You know how some people say they lose themselves at some point on this daily journey that makes up a life? Be it after a baby, mid-life crisis, job loss, what-have-you... For me, it felt like this year.
After uprooting myself from my family & former life & surviving a wedding {which wasn't my best day ever, can I just say - it was my tough, I don't like myself, I'm too scared to keep moving, but I gotta day}, I found myself trying to make things work + feel special & all magic-like, like I want my life to be. But, it's been so much harder than I ever expected. After 6+ years of living completely solo in my little cozy one bedroom apartment, in my little twin bed, with my very own bathroom, & doorbell {well, not on my bathroom door, but ya know}, & my own schedule where I do what I want when I want, I discovered something... I liked it that way, & this new life is going to be a major adjustment like none other. I wanted to be the best wife ever. I still want that, but to quote an older Francesca Battistelli song, "perfection is my enemy."
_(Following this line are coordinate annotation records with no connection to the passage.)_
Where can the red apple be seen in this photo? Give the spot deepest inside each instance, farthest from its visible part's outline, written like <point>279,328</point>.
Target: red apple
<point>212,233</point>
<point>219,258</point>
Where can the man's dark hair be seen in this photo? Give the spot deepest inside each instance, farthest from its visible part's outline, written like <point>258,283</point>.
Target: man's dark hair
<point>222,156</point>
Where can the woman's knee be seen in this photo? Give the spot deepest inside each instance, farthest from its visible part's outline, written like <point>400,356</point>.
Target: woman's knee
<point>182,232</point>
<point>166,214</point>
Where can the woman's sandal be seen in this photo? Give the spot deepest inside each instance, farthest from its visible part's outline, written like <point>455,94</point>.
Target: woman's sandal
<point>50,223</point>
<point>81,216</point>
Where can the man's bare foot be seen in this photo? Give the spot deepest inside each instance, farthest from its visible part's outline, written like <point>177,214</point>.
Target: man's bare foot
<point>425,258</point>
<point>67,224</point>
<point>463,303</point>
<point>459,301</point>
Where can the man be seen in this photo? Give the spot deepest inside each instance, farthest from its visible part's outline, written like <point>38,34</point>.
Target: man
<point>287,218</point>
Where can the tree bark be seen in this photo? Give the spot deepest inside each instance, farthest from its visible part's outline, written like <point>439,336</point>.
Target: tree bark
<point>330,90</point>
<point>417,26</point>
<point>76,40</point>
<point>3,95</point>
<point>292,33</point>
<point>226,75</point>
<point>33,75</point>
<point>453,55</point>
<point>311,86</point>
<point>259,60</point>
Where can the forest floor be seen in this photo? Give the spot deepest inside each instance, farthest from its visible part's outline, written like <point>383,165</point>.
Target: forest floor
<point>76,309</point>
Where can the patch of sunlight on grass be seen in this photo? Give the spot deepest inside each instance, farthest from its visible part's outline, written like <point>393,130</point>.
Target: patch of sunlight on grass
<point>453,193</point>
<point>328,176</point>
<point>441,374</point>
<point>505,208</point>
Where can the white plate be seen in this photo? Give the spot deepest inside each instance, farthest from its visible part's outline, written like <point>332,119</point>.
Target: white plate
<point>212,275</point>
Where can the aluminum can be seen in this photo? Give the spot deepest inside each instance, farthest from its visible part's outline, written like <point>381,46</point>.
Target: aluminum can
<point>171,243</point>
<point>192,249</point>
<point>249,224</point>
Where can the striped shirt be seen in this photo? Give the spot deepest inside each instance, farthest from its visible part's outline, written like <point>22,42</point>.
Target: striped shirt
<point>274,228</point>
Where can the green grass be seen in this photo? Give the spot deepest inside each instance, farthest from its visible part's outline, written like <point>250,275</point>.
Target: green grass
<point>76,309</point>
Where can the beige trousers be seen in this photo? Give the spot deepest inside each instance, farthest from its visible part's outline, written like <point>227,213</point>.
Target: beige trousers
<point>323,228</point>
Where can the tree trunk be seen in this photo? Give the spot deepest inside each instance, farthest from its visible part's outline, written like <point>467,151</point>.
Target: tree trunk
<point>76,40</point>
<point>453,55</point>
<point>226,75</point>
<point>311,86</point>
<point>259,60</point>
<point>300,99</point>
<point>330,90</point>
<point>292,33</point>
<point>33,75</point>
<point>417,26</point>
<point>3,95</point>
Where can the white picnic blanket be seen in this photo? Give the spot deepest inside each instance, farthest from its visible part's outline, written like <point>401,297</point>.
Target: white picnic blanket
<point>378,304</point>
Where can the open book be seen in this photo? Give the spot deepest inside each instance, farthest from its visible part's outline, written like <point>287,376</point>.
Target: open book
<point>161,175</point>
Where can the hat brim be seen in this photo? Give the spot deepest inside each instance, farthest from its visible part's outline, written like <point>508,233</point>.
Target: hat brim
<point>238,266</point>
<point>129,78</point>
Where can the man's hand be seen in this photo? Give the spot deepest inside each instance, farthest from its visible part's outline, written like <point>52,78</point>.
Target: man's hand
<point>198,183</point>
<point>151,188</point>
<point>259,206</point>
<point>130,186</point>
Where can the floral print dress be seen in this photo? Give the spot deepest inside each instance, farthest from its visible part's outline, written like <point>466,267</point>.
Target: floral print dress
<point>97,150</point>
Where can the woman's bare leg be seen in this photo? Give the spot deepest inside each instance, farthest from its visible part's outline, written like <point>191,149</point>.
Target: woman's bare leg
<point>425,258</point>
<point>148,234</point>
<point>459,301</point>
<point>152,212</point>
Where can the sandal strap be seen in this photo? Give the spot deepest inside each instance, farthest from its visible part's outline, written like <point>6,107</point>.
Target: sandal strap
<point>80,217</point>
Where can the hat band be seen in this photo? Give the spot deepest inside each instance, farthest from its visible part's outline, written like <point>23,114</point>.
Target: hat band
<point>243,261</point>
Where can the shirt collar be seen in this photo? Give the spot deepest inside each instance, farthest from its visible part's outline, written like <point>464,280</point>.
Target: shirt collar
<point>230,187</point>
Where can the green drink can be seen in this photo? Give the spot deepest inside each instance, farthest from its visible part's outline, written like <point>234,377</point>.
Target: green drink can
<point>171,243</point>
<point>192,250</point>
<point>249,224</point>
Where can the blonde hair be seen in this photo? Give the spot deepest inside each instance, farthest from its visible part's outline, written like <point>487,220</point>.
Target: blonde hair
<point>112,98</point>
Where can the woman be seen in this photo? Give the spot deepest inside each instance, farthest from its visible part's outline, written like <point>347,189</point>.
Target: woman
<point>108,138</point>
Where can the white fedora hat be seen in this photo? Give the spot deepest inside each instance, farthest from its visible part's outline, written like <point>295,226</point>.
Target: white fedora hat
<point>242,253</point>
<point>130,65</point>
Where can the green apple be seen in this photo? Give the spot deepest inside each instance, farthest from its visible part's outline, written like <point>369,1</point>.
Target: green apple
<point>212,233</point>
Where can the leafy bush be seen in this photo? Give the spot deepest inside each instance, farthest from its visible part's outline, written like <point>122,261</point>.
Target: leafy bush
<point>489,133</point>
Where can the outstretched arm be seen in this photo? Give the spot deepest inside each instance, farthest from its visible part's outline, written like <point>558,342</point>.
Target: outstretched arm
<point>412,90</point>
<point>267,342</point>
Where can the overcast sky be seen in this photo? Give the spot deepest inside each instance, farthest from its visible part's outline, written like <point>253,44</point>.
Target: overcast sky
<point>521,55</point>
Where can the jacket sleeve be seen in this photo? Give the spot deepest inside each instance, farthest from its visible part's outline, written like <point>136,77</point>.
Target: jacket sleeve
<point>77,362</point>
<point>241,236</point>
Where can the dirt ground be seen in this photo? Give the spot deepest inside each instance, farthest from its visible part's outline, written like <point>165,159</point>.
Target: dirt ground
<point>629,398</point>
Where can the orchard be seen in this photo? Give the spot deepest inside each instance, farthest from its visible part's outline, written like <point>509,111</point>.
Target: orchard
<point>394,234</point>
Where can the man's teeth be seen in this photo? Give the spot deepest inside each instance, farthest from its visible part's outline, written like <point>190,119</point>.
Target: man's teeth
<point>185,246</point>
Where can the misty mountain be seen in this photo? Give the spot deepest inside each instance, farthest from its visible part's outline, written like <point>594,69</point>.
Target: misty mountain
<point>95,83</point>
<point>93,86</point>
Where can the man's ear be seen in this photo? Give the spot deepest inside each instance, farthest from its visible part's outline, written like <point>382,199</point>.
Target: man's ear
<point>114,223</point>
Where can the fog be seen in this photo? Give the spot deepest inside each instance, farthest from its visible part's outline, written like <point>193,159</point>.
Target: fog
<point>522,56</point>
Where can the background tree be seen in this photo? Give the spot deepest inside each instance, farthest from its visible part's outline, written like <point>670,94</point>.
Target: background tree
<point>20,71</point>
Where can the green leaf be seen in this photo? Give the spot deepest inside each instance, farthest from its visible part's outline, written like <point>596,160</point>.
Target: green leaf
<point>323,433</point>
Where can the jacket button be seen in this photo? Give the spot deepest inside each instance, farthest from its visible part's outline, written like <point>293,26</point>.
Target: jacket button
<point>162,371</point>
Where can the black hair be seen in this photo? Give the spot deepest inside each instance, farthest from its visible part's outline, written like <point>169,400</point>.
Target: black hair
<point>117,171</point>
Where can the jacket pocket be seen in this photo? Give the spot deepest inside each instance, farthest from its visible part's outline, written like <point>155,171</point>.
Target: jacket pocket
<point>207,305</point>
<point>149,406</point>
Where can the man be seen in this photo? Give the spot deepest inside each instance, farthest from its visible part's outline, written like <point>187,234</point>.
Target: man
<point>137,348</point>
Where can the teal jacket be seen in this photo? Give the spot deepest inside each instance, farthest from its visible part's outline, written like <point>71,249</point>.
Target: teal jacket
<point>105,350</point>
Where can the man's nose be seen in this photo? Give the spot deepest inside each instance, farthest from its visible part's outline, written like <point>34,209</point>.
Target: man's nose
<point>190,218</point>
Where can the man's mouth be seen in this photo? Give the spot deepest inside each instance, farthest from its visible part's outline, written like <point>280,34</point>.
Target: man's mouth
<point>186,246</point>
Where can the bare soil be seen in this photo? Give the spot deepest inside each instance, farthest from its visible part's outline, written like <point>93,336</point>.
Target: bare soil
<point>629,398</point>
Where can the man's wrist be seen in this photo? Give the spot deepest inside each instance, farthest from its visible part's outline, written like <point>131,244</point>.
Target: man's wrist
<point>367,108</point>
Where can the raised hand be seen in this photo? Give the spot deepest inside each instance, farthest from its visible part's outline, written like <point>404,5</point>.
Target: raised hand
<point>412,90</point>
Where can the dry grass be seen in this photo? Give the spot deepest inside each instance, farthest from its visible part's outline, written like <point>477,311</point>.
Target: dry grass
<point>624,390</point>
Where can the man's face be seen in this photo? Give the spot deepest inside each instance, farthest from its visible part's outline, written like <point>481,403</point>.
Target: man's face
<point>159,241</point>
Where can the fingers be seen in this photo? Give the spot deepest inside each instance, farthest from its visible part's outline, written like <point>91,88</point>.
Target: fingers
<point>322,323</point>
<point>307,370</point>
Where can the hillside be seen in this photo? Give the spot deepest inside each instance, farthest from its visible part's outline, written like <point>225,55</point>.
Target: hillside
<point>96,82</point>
I wanted that "perfect" so bad some days, I pushed myself down & wore myself thin. I wanted {okay, still want} to please, maybe out of fear that if I didn't that I wouldn't truly be loved anymore. If I didn't bend myself out of shape & over extend & choose whatever he wanted & always be the loser when a loser/winner was needed, that the real me wouldn't be enough to be loved just for me.
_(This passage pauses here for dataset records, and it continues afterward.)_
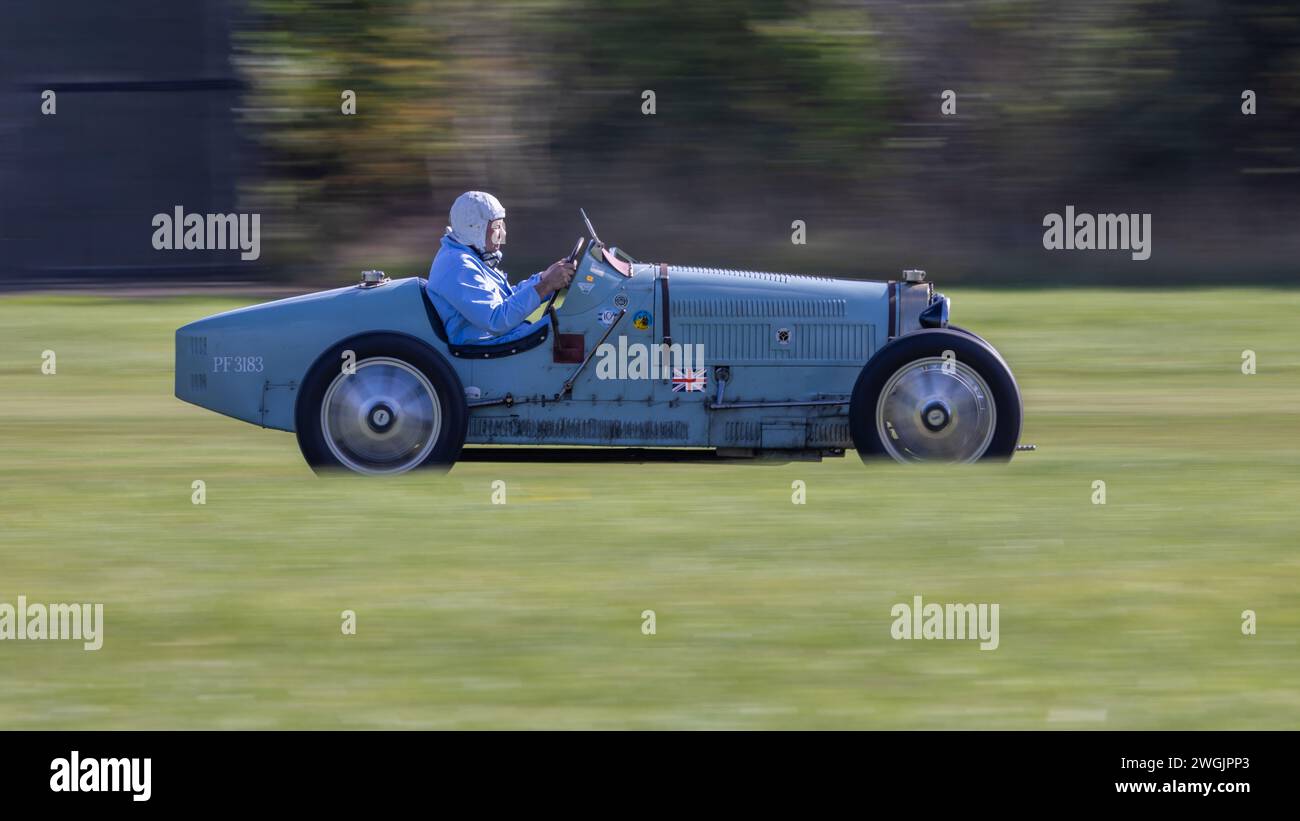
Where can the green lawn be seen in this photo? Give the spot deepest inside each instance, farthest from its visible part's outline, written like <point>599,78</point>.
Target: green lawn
<point>770,615</point>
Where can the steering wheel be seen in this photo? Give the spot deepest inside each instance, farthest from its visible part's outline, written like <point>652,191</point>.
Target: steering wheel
<point>572,257</point>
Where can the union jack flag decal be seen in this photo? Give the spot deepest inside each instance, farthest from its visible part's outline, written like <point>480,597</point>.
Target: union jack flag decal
<point>689,378</point>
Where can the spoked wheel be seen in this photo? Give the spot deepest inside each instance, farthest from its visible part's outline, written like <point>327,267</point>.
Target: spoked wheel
<point>936,395</point>
<point>382,418</point>
<point>399,408</point>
Then there was the separation from my family, friends, & pretty much everything I held dear besides my husband. I made the choice. I chose him over everything, & sometimes it hurt, & was lonely, & was sad, & made me feel like I was the one who truly sacrificed.
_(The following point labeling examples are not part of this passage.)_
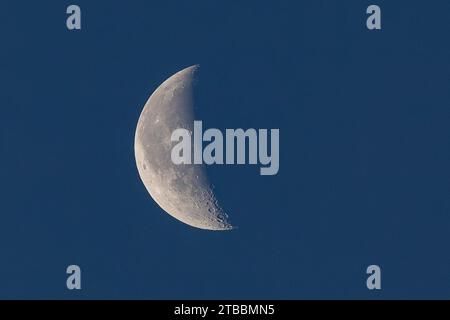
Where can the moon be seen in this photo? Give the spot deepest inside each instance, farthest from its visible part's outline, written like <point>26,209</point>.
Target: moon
<point>183,190</point>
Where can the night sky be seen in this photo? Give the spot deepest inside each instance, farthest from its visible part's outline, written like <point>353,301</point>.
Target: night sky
<point>364,119</point>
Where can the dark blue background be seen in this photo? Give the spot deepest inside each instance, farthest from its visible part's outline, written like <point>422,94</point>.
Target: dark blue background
<point>364,165</point>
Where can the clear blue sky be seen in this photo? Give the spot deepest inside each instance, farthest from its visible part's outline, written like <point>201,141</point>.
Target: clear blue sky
<point>364,149</point>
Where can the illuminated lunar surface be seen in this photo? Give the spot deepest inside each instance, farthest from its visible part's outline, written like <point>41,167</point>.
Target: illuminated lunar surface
<point>183,191</point>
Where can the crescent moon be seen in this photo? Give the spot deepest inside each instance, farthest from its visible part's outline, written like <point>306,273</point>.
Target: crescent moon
<point>183,190</point>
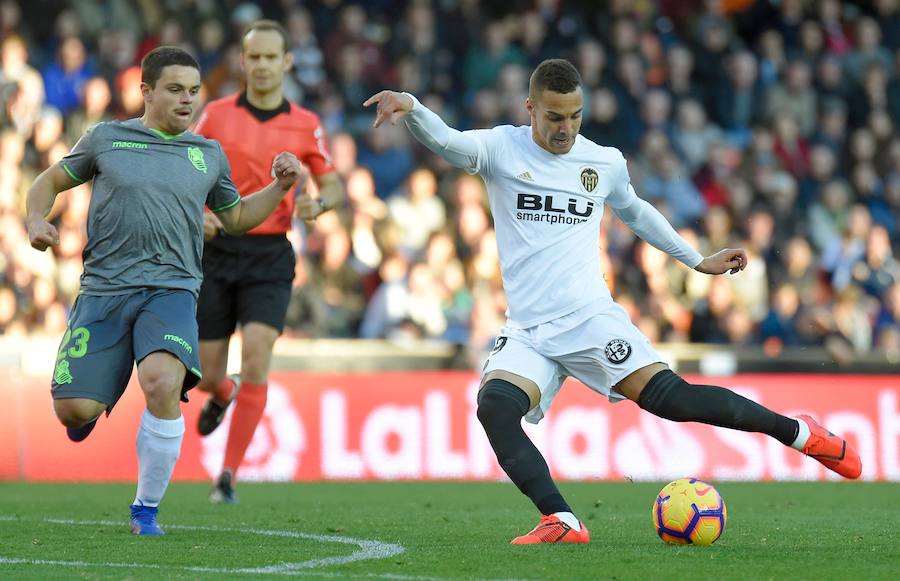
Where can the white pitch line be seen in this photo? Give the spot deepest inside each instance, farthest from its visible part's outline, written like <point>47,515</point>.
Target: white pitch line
<point>368,549</point>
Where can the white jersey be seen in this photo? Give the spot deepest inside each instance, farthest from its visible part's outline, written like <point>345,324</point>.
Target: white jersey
<point>547,210</point>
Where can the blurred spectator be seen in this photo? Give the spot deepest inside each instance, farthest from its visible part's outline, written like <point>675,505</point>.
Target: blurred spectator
<point>417,211</point>
<point>795,96</point>
<point>484,61</point>
<point>64,79</point>
<point>738,102</point>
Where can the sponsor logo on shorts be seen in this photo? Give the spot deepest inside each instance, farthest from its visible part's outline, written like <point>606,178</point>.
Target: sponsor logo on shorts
<point>589,179</point>
<point>180,341</point>
<point>62,375</point>
<point>618,350</point>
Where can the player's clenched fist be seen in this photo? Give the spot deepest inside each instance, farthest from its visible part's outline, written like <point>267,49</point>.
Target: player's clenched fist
<point>391,104</point>
<point>42,234</point>
<point>288,171</point>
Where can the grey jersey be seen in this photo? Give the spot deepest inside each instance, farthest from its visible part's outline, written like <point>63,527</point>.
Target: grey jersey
<point>145,223</point>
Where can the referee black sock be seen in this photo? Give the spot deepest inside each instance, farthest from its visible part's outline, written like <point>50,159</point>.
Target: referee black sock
<point>501,406</point>
<point>669,396</point>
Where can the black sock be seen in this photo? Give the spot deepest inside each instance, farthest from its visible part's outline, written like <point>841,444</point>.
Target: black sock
<point>501,406</point>
<point>669,396</point>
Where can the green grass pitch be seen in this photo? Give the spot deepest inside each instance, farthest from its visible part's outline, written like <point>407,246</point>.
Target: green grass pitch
<point>790,531</point>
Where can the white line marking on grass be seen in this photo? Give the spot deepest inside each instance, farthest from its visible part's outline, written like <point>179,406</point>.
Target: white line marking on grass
<point>367,550</point>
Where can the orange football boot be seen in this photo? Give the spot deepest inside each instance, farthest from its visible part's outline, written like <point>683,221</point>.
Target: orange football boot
<point>831,451</point>
<point>553,530</point>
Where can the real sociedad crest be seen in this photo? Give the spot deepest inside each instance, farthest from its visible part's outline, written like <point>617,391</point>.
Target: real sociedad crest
<point>589,179</point>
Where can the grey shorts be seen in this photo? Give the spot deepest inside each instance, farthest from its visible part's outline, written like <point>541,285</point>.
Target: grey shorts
<point>107,335</point>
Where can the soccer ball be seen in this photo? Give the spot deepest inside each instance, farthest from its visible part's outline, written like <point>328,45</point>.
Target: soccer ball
<point>689,511</point>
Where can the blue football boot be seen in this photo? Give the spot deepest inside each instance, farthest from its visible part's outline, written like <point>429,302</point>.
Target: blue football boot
<point>143,520</point>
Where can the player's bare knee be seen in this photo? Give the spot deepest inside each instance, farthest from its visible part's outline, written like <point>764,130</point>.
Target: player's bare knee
<point>161,389</point>
<point>76,412</point>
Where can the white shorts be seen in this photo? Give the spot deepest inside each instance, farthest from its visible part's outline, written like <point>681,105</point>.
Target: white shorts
<point>597,344</point>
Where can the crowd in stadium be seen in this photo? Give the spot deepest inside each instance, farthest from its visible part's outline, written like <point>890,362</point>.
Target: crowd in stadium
<point>766,125</point>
So, it's been rough, but you know what? There has been beauty & sanctifying - for what better place to sanctify when all is overturned & life is new & crazy & I'm not recognizing me & my heart isn't being all pretty like I thought it was anymore, & all I've got is to cling to Him who knows my every hurt + counts every tear-fall?
Yep, God's got me where He wants me, & I'm going to stop kicking & be still, so He can work + display His glory in my little honest messy life. This is it. Thanks for reading.